We do what we do because we know that the Internet has liberated our lives and [those] of so many others, and we want the same for all women in Pakistan.
Driven by the acute online harassment suffered by women in Pakistan, and stories of others murdered for having shared images or for merely owning a mobile phone, lawyer Nighat Dad set up the Digital Rights Foundation (DRF) in 2012. In May 2015 her name was added to TIME's Next Generation Leaders, a list that honours young people who are having a positive impact.
Formerly a lawyer specialising in family law, Nighat Dad, now in her mid-30s, had her own early struggle to get online. In an interview for the makingallvoicescount.org website in April 2015 she said that for a while she herself had had to stop using the internet, under pressure from her family. She went on to tell of how, in 2009, she visited the USA on an international leadership program which introduced her to women's rights and led her to reflect on discrimination against women in Pakistan.
Soon after, she and her colleagues began to research the use of the Internet among women in Pakistan, finding that not only were many women forbidden by their husbands and families to use the Internet or even to own mobile phones, commercial companies were offering software that enabled relatives to snoop on female family members. Dad was also shocked by the pervasive threats and harassment against women on social media, and reports of women being killed because of online activity.
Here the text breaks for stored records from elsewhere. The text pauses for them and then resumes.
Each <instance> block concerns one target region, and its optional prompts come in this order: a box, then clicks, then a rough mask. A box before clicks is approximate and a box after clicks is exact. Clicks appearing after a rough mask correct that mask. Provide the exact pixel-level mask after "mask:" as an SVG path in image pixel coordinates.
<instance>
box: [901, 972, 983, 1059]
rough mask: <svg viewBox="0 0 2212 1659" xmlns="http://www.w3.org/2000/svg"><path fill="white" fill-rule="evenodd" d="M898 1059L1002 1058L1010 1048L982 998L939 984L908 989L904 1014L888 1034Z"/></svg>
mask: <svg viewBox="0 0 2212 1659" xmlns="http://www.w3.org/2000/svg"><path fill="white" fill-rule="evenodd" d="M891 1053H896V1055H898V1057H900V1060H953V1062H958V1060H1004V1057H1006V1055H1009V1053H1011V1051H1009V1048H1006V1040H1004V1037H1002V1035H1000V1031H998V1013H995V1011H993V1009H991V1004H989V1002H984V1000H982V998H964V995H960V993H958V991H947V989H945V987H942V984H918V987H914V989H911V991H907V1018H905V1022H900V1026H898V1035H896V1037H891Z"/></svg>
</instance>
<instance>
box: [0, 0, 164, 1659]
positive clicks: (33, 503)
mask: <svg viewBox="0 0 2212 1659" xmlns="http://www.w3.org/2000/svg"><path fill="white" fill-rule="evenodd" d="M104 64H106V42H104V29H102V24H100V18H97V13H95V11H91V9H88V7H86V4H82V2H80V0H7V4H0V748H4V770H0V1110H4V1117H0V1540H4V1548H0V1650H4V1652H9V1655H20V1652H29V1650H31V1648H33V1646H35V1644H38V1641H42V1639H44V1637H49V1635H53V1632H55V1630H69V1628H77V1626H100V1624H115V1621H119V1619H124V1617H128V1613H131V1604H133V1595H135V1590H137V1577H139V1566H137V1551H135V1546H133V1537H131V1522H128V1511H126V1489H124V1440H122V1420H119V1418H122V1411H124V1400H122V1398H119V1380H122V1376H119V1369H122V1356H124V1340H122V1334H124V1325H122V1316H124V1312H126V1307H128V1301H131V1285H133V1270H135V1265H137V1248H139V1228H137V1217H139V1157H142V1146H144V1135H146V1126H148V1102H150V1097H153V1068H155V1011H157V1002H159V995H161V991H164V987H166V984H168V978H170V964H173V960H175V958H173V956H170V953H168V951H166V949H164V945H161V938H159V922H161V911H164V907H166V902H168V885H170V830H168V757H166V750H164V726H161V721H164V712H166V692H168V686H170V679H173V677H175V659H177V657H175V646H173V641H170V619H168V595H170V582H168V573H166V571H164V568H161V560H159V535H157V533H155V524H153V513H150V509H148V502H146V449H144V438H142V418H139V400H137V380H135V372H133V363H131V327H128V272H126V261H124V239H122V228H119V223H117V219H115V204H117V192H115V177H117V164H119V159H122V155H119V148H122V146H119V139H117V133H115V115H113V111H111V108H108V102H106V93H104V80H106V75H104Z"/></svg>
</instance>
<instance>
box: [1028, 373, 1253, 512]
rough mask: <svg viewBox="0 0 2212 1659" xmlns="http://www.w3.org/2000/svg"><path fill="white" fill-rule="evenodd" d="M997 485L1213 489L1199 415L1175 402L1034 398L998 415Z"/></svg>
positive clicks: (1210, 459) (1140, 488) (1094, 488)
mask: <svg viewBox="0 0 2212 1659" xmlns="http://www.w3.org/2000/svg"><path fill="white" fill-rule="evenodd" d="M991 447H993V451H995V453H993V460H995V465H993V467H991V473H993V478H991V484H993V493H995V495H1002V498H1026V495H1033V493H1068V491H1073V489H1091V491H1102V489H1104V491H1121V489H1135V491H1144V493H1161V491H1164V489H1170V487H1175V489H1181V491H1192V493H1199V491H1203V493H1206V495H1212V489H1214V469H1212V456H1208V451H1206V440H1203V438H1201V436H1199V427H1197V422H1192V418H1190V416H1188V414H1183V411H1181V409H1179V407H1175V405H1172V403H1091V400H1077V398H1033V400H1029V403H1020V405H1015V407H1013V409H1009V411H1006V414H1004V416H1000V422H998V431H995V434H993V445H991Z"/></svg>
Despite the dire situation, Dad is optimistic for the future. She has spoken of the changes in Pakistani society she has witnessed since she started campaigning, with men increasingly accepting the rights of women to safe and secure Internet access. Dad and her team at the DRF are working to promote this right through awareness raising projects, workshops and training courses on tech literacy and security, which are also extended to representatives of minority groups and human rights defenders.
The DRF is also campaigning for legislative change. Early in 2015 it celebrated a victory in its campaign to halt the progress of the Cyber Crime Act through parliament.
In May 2015 her name was added to TIME's Next Generation Leaders, a list that honours young people who are having a positive impact.